Plaintiff urges, however, that the statute imposed a higher duty on defendant than that of ordinary care. The Wisconsin Supreme Court has indeed construed Wis.Stat. 101.11 to do so, but at the same time it has defined the duty imposed by the statute in light of the definition of “safe” in § 101.-01(2)(g). That provision defines “safe” and “safety” as used in § 101.11 to mean—

“ * * * such freedom from danger to the life, health, safety or welfare of employees of frequenters, or the public, or tenants, or firemen, and such reasonable means of notification, egress and escape in case of fire, and such freedom from danger to adjacent buildings or other property, as the nature of the employment, place of employment, or public building, will reasonably permit.” (Italics supplied.)

In Gross v. Denow, 61 Wis.2d 40, 46, 212 N.W.2d 2, 6 (1973), the court stated:

“Under this statute an employer has a duty to make the ‘place of employment’ as safe as the nature of the employment will reasonably permit, a higher duty than that of ordinary care. The statute does not make the employer an insurer. The duty set by the statute is not breached merely because the place could be made safer. The employer’s duty to furnish a safe place is an absolute one, but the term ‘safe’ is relative, not absolute. As this court has said, ‘The point is simply that the statute recognizes a “rule of reason.” ’ What is a safe place depends upon the facts and conditions present, and the use to which the place ‘was likely to be put.’ ”
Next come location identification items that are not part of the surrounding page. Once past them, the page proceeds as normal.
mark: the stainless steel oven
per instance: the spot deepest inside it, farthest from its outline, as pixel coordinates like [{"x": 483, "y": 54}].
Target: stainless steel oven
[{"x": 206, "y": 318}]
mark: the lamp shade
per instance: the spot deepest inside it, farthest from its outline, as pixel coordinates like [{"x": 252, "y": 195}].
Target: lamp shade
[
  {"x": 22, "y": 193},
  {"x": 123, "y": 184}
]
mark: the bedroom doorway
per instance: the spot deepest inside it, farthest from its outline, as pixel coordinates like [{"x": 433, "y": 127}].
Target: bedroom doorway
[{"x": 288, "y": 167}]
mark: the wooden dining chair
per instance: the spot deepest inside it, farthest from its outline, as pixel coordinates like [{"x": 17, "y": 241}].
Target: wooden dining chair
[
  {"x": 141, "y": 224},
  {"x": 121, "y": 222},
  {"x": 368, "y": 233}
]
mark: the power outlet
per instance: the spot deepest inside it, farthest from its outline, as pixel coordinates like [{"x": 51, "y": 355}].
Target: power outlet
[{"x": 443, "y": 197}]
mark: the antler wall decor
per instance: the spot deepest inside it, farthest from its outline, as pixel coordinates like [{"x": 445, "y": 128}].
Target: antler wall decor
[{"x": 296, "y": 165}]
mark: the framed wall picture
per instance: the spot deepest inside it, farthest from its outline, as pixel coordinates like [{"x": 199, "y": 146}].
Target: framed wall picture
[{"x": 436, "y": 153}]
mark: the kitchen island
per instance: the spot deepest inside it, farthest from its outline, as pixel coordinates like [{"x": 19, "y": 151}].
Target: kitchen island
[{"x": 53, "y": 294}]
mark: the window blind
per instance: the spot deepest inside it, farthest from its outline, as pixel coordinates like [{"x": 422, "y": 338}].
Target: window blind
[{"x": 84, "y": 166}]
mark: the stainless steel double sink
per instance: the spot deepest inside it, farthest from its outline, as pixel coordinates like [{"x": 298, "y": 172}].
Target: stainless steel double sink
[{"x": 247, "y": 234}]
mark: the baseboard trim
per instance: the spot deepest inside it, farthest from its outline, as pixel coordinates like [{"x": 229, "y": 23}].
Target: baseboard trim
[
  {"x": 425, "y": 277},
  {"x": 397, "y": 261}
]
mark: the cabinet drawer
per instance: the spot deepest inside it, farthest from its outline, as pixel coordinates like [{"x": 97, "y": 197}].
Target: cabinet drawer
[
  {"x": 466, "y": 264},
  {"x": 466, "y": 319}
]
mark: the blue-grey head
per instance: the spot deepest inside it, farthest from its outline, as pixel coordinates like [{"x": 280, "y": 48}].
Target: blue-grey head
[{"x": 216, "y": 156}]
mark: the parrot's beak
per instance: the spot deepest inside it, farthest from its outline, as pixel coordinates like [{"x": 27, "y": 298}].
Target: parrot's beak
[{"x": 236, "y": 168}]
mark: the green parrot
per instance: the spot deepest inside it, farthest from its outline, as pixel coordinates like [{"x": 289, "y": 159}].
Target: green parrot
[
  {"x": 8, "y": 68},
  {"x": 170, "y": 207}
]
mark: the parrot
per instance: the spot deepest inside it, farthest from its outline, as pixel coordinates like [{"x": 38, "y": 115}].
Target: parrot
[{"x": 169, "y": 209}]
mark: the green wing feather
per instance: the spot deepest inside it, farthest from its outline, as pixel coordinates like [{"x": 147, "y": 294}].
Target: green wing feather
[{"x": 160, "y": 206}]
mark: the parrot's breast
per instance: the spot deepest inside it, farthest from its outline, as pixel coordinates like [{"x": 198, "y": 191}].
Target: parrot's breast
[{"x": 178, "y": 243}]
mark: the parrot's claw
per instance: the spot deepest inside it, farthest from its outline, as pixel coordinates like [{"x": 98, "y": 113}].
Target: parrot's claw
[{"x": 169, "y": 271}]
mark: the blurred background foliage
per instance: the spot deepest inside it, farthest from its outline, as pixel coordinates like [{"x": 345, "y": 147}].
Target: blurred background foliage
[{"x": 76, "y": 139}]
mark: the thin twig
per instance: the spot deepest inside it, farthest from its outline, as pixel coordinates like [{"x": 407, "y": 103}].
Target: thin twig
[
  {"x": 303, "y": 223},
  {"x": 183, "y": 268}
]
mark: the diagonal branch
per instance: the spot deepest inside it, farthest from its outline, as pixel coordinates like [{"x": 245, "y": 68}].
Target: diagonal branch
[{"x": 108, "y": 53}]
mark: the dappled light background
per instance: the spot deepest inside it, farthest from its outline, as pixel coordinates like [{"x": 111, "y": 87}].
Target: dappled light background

Applying the statute so construed to the facts before us, proof permitting the inference that defendant’s premises had as much grain dust, and no more, than other elevators complying with state and Federal regulations is plainly not sufficient to establish a violation of the statute.

Affirmed.

TODD, J., took no part in the consideration or decision of this case. 
      
      . “Frequenters” are persons other than employees who are at the place of employment under circumstances other than as trespassers. Wis.Stat. 101.01(2)(e).
     
      
      . Plaintiff offered two photographs of the stairway, taken at an unspecified time in 1975, to show that the steps were worn and had dust on them. The court properly sustained objections to the photographs on the ground that they were remote in time and that it had not been established that the condition shown on the photographs existed in November 1973. The trial court also refused to let plaintiff ask Leonard Lundeen, an adverse witness, if, in his opinion, concrete steps would have been safer. See, Gross v. Denow, 61 Wis.2d 40, 212 N.W.2d 2 (1973). Plaintiff introduced no expert testimony to show the wooden steps were defective.